Blaise Cendrars trace de courts poèmes, ce sont des saisissements, des bouquets, des éclats, des éblouissements, avec un style d’une pureté cristalline. Qu’il prenne un train suspendu dans le vide, qu’il assiste à Bahia au coucher du soleil, qu’il salue Guillaume Apollinaire : « Apollinaire n’est pas mort / Vous avez suivi un corbillard vide / Apollinaire est un mage / C’est lui qui souriait dans la soie des drapeaux aux fenêtres… », en toute situation, il écrit par besoin, par hygiène, comme on mange, comme on respire, comme on chante, et c’est à chaque fois surprenant, vif, juste, musical, accordé, et très finement composé. Blaise Cendrars se saisit d’histoires comme d’une cigarette, des histoires qui nourrissent l’Histoire, il se les approprie, les transforme, leur donne cette patine unique. C’est ici, l’histoire du général Johann August Suter, cette merveilleuse histoire américaine, cette merveilleuse histoire californienne, c’est la conquête de l’Ouest, et sa conquête de la littérature d’aventure, c’est là, celle de Jean Galmot dans le volcan guyanais. L’écrivain aux mille vies, aux mille aventures, plus fausses les unes que les autres, et donc plus vraies les unes que les autres – le mentir-vrai de Louis Aragon –, ne boite jamais, même s’il doute, même s’il frémit, il ne chute pas, et même après avoir perdu son bras droit à la guerre, il écrit. Il écrit comme si sa main gauche était double. « Son corps imaginaire est devenu tout puissant » (2).

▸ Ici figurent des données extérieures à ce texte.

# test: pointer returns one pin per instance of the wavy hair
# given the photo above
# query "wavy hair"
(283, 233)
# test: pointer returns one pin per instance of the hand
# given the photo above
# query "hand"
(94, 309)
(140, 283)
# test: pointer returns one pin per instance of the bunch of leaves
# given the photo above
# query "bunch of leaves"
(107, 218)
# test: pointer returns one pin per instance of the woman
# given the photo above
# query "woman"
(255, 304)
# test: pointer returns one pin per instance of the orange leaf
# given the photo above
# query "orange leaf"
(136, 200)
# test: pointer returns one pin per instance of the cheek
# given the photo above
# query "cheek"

« L’Ouest ? Qu’est-ce que c’est ? Qu’est-ce qu’il y a ? Pourquoi y a-t-il tant d’hommes qui s’y rendent, et qui n’en reviennent jamais ? Ils sont tués par les Peaux-Rouges ; mais celui qui passe outre ? Il meurt de soif ; mais celui qui traverse les déserts ? Il est arrêté par les montagnes ; mais celui qui franchit le col ? Où est-il ? Qu’a-t-il vu ? Pourquoi y en a-t-il tant parmi eux qui passent chez moi qui piquent directement au nord et qui, à peine dans la solitude, obliquent brusquement à l’Ouest ? » (L’Or, La merveilleuse histoire du général Johann August Suter).
Chez Blaise Cendrars, l’aventure romanesque se nourrit du récit, et les récits deviennent des romans, des poèmes, des éclats de vérité. L’écrivain a su voir et bien voir ce qui s’ouvrait sous ses yeux, ce que tout cela recélait de romanesque pour enflammer son corps, il a su entendre cette musique romanesque aux éclats d’aventure, pour en faire des romans sans graisse, des romans qui sonnent comme des combats de boxe. Il a su entendre la rumeur d’histoires qui se racontaient ici et là, si près, si loin de sa terre, dans l’Ouest, le vrai. L’Or, La merveilleuse histoire du général Johann August Suter en est la vérification stupéfiante, il saisit ce mouvement de l’histoire de l’Amérique, il était une fois cette Amérique sous sa plume, celle des chercheurs d’or, des émigrants, les naufragés, les malheureux, les mécontents. Les hommes libres, les insoumis. Comme chez l’immense John Ford, il était une fois l’Histoire de l’Amérique, les histoires de l’Amérique, avec ceux qui la font et la défont, avec les glorieux et les traîtres, les joyeux et les sombres, les aventuriers et les roublards, une histoire qui se raconte à hauteur d’homme. Il était une fois l’histoire de la littérature vivante et frémissante, Blaise Cendrars s’y tient debout, comme s’il cherchait l’or du temps.
« Dans une baie
Derrière un promontoire
Une plage de sable jaune et des palmiers de nacre »
(Du monde entier au cœur du monde, Plage).
Philippe Chauché
(1) « Un artiste n’est jamais cerné, il n’est jamais réduit à se rendre, son ultime défense n’est jamais conquise, il peut toujours inventer une nouvelle parade en créant. Un poète n’a de bouclier que son œuvre », Blaiser Cendrars au Père Bruckberger, cité dans l’excellente préface de Claude Leroy.